Upon arriving there and checking into our hotel, we decided it would be a good idea to look over our travel documents and make sure everything was in proper order. On comparing notes, we discovered that I was missing one crucial element for the return trip – a return ticket.
We mentally retraced our steps. In the departure area of the Salt Lake airport, the ticket agent had cheerfully shredded several documents that she claimed were excess paperwork. Could one of those have been my ticket? Did it happen during the paper shuffle in Chicago when we requested a seat change so we could sit together and do crosswords over the Atlantic? Or . . . was I such an airhead that I had simply lost my ticket. Who knew? Well, actually I knew that my mother (having known me for many years), suspected the latter. Oh well, quite frankly so did I.
I consulted my airline and was informed that I would need to stay in touch by fax during the coming week. I was in the Irish countryside, staying in quaint bed and breakfast establishments. There were no fax machines. Needless to say, this had all the makings of a stressful situation, but I felt better after discussing the problem with our tour guide. He assured me that the people at Shannon Airport were so laid back this wouldn’t be a problem. “Don’t worry,” he said, “everything will be just fine”. I breathed a sigh of relief and set about enjoying the rest of the trip.
I love Ireland, but don’t really want to live here!
“You can’t leave Ireland without a ticket,” was the dour pronouncement when I arrived at Shannon airport ten days later. Now keep in mind, that I dearly love Ireland. I’ve always felt that I should have been born there, but that someone wasn’t paying attention when the assignments were made. At this point I was ready to just go with the flow and stay, but I suspected my husband might fret if I wasn’t there when he came to meet my plane.
My mother and I discussed the problem with a harried, but sympathetic employee. He placed a phone call which, due to the gravity of the conversation, might have been to the Oval Office.

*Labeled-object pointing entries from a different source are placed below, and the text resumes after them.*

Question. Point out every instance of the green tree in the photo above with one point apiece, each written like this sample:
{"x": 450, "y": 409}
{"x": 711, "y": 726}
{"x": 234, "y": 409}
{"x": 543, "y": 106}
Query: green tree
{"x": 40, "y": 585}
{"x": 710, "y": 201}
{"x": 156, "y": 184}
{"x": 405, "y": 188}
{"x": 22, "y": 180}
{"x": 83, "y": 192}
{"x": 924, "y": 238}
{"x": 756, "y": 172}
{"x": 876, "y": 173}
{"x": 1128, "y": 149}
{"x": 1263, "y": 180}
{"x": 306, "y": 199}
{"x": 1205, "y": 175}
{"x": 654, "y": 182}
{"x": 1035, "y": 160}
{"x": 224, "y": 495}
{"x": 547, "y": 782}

After a considerable length of time – luckily we’d arrived hours early – my fate was decided. I could go home if they made me a new ticket. They would make a new ticket if I paid the ransom / replacement fee of fifty euros (roughly $75.00). When I arrived back in the states, I could take the matter up with my airline, and discuss reimbursement.
I did just that. On a long layover in Chicago, I related the situation to the employees at the service desk. After some impressive detective work they discovered the root of the problem. When I was issued the second set of tickets, the agent did not include a return-trip voucher. It wasn’t my fault after all! Well, actually it was since I hadn’t been paying attention in the first place, but I learned four important things from this experience.
- Always make sure the name on your plane ticket matches the name on your I.D.
- Always look through your tickets when you receive them and make sure you have everything you need. All the codes can make for difficult reading, but a few minutes of deciphering now may save you hours of frustration later.
- Never assume the airport will make an exception for you or bend their rules. They aren’t allowed to do that anymore.
- The last and most important tip – always travel to places where you might want to live, just in case they won’t let you come home.